Most classifiers output a **risk probability** (or score). A **threshold** converts that probability into a decision:

- If `P(risk=1) ≥ threshold` → predict **High Risk**
- Else → predict **Low Risk**

The default threshold **0.5** assumes equal error costs and equal priorities, which is **not true** here.

Because **False Negatives are more costly**, we will likely choose a **lower threshold** than 0.5 to increase High-Risk recall (accepting more false positives).


## 7) Decision policy for selecting an operating threshold (to implement in Notebook 04)

Threshold selection is a **business policy** informed by validation results.

A practical approach aligned with this project:

1. Choose a **minimum target recall** for High Risk (e.g., ≥ 0.85 or ≥ 0.90 on validation).
2. Among thresholds that meet the recall target, select the one that:
   - maximizes precision (reduces false alarms), and/or
   - improves PR-AUC and overall stability.

This creates a transparent, defensible trade-off between prevention (recall) and operational impact (precision).


## 8) Model comparison and selection rule (to implement in Notebook 04)
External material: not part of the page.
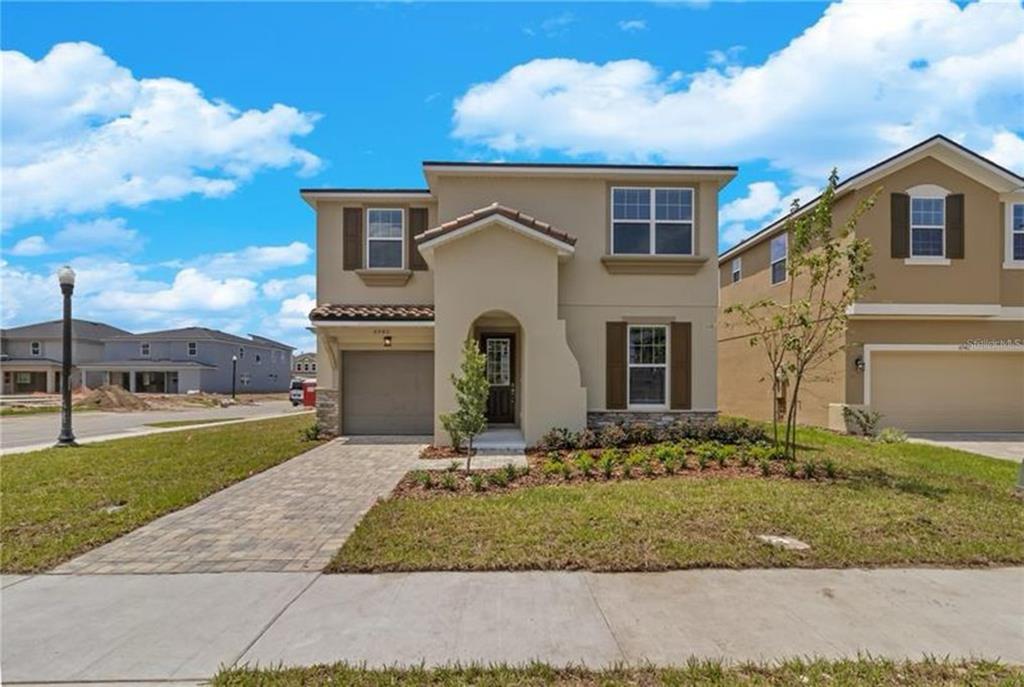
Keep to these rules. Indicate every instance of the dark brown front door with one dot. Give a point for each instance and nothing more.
(500, 351)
In `04_risk_modeling.ipynb`, we will compare candidate models under the same train/validation protocol.

**Selection rule**
- A model must first satisfy the **High-Risk recall target** on validation.
- If multiple models satisfy the target, prefer the model with:
  - higher precision (risk=1) at the chosen operating threshold,
  - higher PR-AUC,
  - stable performance (small variance across folds, if cross-validation is used),
  - and strong interpretability where feasible.

This keeps the project aligned with the prevention objective and supports explainability.
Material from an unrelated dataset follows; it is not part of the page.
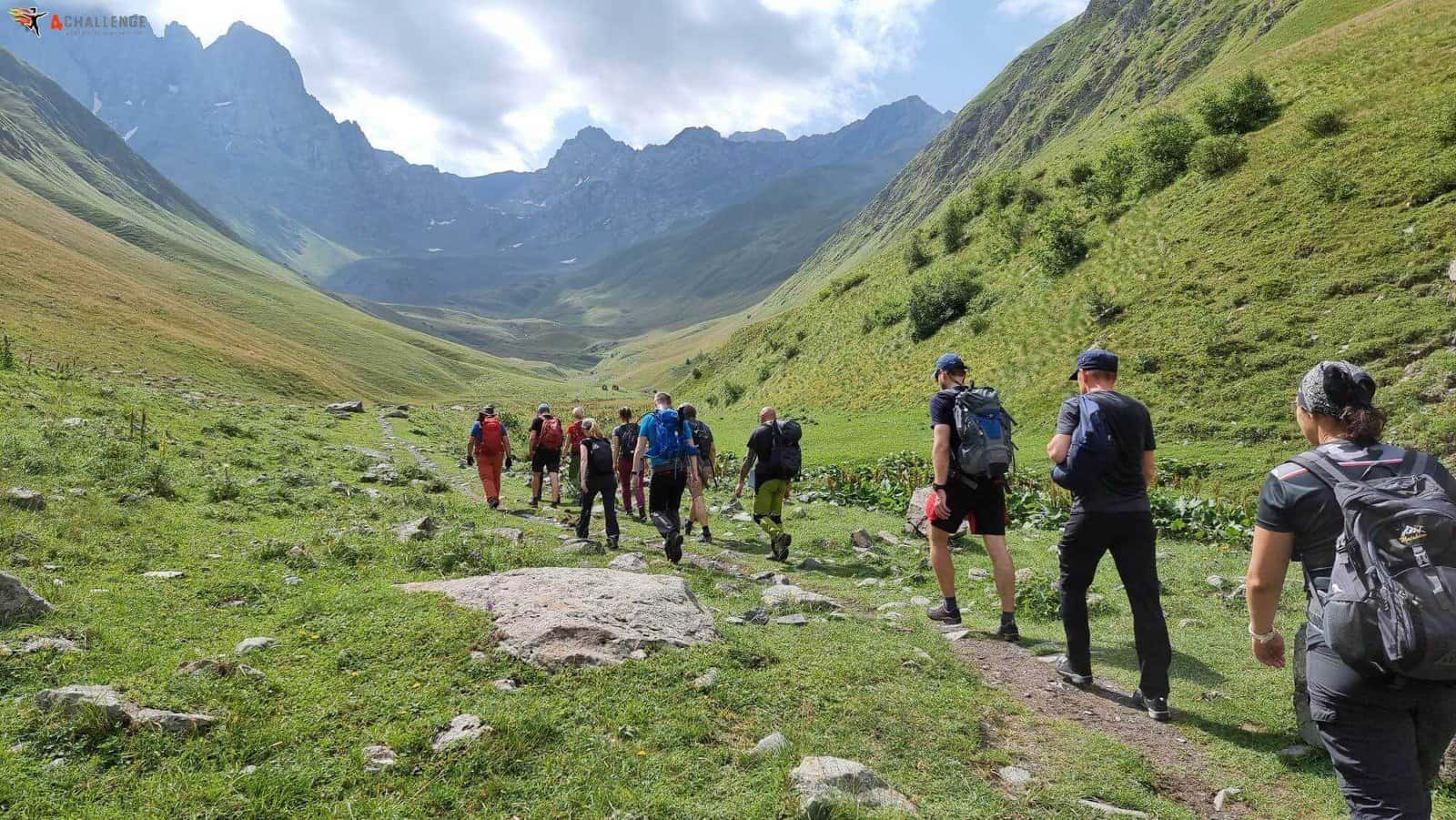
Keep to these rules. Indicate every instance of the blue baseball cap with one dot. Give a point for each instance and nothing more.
(948, 361)
(1096, 359)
## 9) Why probability calibration may be needed (to implement in Notebooks 04–05)

The final deliverable includes a **risk calculator** used for decision support.

If we present probabilities (e.g., “risk = 0.72”), we want them to be **calibrated**, meaning:

- predicted probabilities match observed frequencies (on average)

Calibration matters because:
- a well-ranked model (good AUC) can still output poorly calibrated probabilities,
- business rules may depend on probability cutoffs,
- stakeholders interpret probabilities as real-world risk levels.

Calibration will be evaluated later and applied if needed.


## 10) Guardrails, assumptions, and limitations

- This project identifies **associations**, not causal effects (correlation ≠ causation).
- The model is trained on historical data; changes in production processes or measurement protocols can shift performance.
- Risk framing is specific to the chosen threshold (`quality ≤ 5`); alternative definitions would require re-validation.
- The model supports **screening and prevention**, not final quality certification.

All subsequent modeling decisions must remain consistent with this framework.